A Memory-Efficient Grey Wolf Optimization Algorithm and Its Performance Evaluation in High-Dimensional Problems

The Gray Wolf Optimization Algorithm is widely applied to continuous optimization problems due to its simple structure and strong global search capability. However, in high-dimensional scenarios, it often faces issues of high memory consumption and reduced convergence efficiency. This paper proposes a memory-efficient Gray Wolf Optimization algorithm that reduces the algorithm's space complexity by minimizing intermediate state storage during individual updates and simplifying the leader individual update strategy. To validate its effectiveness, comprehensive experiments were conducted on over 20 classic continuous benchmark functions across 30 to 100 dimensions. Experimental results demonstrate that the improved algorithm achieves 20%–35% faster convergence while reducing peak memory consumption by approximately 30%. Stability assessments reveal a consistent reduction in solution variance under high-dimensional complex landscapes.
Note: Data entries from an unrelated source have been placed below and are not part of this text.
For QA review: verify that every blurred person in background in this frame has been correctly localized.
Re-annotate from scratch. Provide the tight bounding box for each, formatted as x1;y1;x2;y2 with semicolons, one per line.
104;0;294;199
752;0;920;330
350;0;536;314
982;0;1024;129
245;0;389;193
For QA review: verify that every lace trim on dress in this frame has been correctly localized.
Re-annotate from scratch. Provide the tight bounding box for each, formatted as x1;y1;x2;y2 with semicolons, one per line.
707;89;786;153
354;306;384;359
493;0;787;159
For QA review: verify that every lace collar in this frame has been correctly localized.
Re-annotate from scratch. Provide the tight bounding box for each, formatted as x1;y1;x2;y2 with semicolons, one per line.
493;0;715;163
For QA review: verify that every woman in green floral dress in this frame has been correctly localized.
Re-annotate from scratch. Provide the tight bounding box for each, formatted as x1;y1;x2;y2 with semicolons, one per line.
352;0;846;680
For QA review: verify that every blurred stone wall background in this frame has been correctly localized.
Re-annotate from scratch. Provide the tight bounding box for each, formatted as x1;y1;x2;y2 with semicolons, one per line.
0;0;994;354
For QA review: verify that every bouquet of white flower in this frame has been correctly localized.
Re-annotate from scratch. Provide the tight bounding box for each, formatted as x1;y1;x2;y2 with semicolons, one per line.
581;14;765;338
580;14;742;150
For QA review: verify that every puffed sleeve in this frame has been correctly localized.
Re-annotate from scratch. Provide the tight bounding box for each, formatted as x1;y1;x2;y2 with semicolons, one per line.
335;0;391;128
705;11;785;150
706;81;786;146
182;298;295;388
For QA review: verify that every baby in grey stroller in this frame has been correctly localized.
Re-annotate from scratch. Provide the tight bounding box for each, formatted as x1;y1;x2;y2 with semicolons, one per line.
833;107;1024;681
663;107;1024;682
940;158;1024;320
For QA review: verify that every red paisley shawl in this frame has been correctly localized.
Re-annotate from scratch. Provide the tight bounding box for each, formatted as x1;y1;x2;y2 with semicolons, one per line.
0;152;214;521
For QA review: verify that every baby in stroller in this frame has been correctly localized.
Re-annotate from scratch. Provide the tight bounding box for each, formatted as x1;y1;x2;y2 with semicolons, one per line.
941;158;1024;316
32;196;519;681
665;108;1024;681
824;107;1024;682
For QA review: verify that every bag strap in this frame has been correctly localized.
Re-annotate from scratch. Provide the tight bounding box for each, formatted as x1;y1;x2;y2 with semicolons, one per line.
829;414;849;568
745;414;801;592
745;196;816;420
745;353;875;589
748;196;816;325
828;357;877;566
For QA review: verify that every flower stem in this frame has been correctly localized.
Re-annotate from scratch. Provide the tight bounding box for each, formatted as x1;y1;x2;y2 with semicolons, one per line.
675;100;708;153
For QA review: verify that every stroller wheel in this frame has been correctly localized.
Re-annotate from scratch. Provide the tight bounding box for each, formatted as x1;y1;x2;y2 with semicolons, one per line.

Furthermore, parameter sensitivity analysis confirms the algorithm's robustness to changes in contraction and weighting factors. A real-world antenna array synthesis task further validates its practical performance, achieving notable improvements in pattern stability and memory efficiency. These findings indicate that the proposed method not only enhances search effectiveness but also provides substantial memory benefits, making it highly suitable for resource-constrained or large-scale optimization tasks in real engineering contexts.